Quant à la distinction entre le beau naturel et le beau artificiel, elle n’a que des liens contingents (et variables) avec la (prétendue) distinction entre préférences personnelles et jugement esthétique justifié « rationnellement ». Ce qui est en jeu, c’est la distinction entre appréciation et acte judicatoire, et celle-ci est pertinente pareillement dans le domaine du beau naturel et dans celui des œuvres d’art. En effet, contrairement à ce qu’affirme un préjugé tenace, rien n’interdit d’invoquer des raisons pour tenter d’expliquer ou de justifier l’appréciation qu’on porte sur un objet ou un événement « naturel ». Sans doute, à moins de croire la nature façonnée par quelque main divine, n’arguera-t-on pas d’une réussite opérale. Mais pourquoi n’invoquerait-on pas les propriétés perceptuelles de l’objet, c’est-à-dire les propriétés autour des quelles est centrée son identification intramondaine? Qu’on ne le fasse guère ici et aujourd’hui (encore que cela dépende des individus) est un fait contingent: Sei Shônagon donnait des raisons très circonstanciées pour justifier son appréciation (changeante) des fleurs de poiriers ; l’appréciation esthétique des pierres a donné lieu dans la même culture à un « jeu de langage » esthétique compliqué fournissant à l’amateur toute une batte rie de « raisons » grâce auxquelles il peut justifier publiquement son appréciation positive ou négative de telle ou telle pierre ; et le Moyen Age occidental voyait dans la beauté du monde un enjeu philosophique central (puisqu’elle était un des signes de la perfection divine) , en sorte que le «jeu de langage » esthétique portait au moins autant sur le beau naturel que sur le beau artistique. Rien ne permet donc d’affirmer qu’il existe une différence de statut logique entre le jugement esthétique dans le domaine du beau naturel et dans celui de l’art. Certes le type de raisons qu’on invoque ne se recouvre que partiellement dans les deux champs mais la cause en est simplement que les objets ne sont pas les mêmes. Bref, le fait que nous (mais il faudrait sans doute se méfier davantage de l’utilisation intempestive de ce pronom) ayons tendance à considérer que le beau (ou le laid) naturel ne peut pas, contrairement au beau artificiel, donner lieu à un discours critique n’est qu’une idiosyncrasie culturelle.

Yun Shouping

Yun Shouping

Dans la conclusion de son ouvrage (p.353) Jean-Marie Schaeffer reprend les analyses appuyées sur l’exemple de Sei Shônagon pour trancher la vieille querelle de prééminence entre le beau naturel et le beau artistique.

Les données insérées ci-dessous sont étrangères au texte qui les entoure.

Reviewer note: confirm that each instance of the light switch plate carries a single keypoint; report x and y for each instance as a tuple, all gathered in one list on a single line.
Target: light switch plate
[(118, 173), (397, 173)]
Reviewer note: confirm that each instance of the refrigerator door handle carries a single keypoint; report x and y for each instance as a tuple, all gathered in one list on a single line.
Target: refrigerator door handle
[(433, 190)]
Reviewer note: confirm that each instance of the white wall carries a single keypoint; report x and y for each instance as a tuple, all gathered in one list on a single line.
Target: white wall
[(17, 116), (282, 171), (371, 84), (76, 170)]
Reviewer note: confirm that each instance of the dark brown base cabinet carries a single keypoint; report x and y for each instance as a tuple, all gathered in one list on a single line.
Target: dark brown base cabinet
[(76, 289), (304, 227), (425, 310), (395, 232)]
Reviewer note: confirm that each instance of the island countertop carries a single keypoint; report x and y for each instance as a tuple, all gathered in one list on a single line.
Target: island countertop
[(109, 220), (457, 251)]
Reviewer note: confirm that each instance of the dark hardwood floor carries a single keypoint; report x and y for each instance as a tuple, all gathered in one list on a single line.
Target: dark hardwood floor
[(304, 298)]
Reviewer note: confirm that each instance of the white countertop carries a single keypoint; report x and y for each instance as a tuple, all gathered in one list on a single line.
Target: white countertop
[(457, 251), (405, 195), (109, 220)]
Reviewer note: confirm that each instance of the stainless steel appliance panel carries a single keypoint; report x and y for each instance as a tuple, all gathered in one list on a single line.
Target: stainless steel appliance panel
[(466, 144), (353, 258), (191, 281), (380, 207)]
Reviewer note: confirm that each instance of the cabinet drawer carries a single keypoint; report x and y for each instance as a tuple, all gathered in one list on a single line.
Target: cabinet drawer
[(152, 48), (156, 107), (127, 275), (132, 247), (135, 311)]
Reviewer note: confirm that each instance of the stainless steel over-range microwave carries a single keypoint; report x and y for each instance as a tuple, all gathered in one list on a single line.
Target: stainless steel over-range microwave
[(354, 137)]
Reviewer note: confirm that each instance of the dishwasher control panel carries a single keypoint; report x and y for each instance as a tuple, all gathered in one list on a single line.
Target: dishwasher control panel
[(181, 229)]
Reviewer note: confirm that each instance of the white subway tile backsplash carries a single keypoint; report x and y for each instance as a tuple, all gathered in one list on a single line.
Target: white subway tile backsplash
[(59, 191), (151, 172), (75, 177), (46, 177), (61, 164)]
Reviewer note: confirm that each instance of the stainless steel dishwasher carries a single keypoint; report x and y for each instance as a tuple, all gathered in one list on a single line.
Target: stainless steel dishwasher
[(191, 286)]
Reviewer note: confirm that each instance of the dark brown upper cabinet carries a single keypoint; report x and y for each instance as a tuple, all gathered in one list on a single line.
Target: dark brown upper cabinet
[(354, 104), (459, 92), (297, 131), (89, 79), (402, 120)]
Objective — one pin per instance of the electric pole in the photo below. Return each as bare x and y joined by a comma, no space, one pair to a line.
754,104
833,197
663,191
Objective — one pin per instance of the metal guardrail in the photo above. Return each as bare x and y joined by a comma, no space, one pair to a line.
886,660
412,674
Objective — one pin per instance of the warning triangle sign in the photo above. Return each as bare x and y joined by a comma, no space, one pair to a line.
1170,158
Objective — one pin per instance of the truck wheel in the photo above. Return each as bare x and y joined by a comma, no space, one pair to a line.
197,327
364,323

L’idée même de vouloir établir une hiérarchie entre le domaine du « beau naturel » et celui du « beau artificiel » (en quelque sens que ce soit d’ailleurs) est dépourvue de sens. L’importance accordée à l’un ou à l’autre dépend en partie des traditions culturelles : ce que Sei Shônagon avait à dire concernant l’appréciation esthétique de la rosée matinale ou de la fleur de poirier témoigne amplement du fait qu’une attention esthétique consacrée au monde naturel peut être aussi riche qu’une attention accordée à une œuvre d’art. Mais elle dépend aussi des individus : l’œuvre de Proust fourmille de « protocoles d’expériences esthétiques » dans le domaine du « beau naturel » qui ne sont guère moins riches que celui, célèbre, consacré au pan de mur jaune de la Vue de Delft.